Tawny owl calls have two useful attributes that allow for monitoring. First, the use of territorial calls has many benefits for identifying individual birds. For example, it requires no time and energy for capturing and handling compared to band and radio-telemetry. In addition, it can be used to monitor shy or nocturnal birds, such as owls (McGregor et al. 2000). Tawny owl males are highly territorial through the year, with maximum vocal activity from February to May and August to October (Southern 1970). Furthermore, the calls are loud and are given in bouts lasting from a few minutes to several hours. Thus, the calls can easily be recorded anytime over the breeding season and used to determine whether the calls are from the same territorial males.

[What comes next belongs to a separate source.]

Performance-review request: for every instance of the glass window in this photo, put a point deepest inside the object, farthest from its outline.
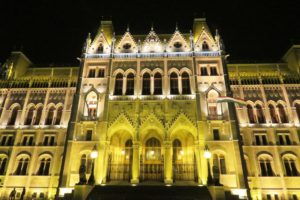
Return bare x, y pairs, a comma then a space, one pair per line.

The second useful attribute of tawny owl calls is that selected call parameters make individuals traceable over years. We showed possible nest site fidelity in breeding males from year to year using eight variables selected through stepwise DFA. Until now, the territorial calls of male tawny owls showed call stability only over 6-month intervals for some variables (Galeotti and Pavan 1991). Long-term call consistency had not been previously reported in this species. However, wood owl (Strix woodfordii) calls show long-term stability for at least 12 years for certain call variables, though individual calls in different sampling periods did not always overlap exactly due to measurement effects (e.g. distance) and environmental effects (e.g. perch site; Delport et al. 2002). These limitations require 1) banded individuals, 2) recording high-quality calls in an appropriate environment (e.g. quiet nights with little wind) and within a certain distance, and 3) using call variables with little variation within males to allow for quantitative analysis.

Conclusions

This study showed that the territorial hoot calls of the tawny owl are individually specific, and we could potentially use them as a monitoring tool, as expected for a nocturnal species. The calls were easily obtained over the breeding season and the call identity can be traced using visual and statistical analyses. In particular, the third note of the calls commonly plays a role in individual discrimination. The acoustic distance of each male living in the same territory during the two years was the smallest for the four nesting sites, which suggest that the same males occupy the same territories between the two years. Long-term studies with more territorial owners are needed to make tools useful for acoustic monitoring of the tawny owl. In addition, making a catalog of sonograms for the territorial call of the tawny owl would help in conservation efforts for this endangered species in South Korea.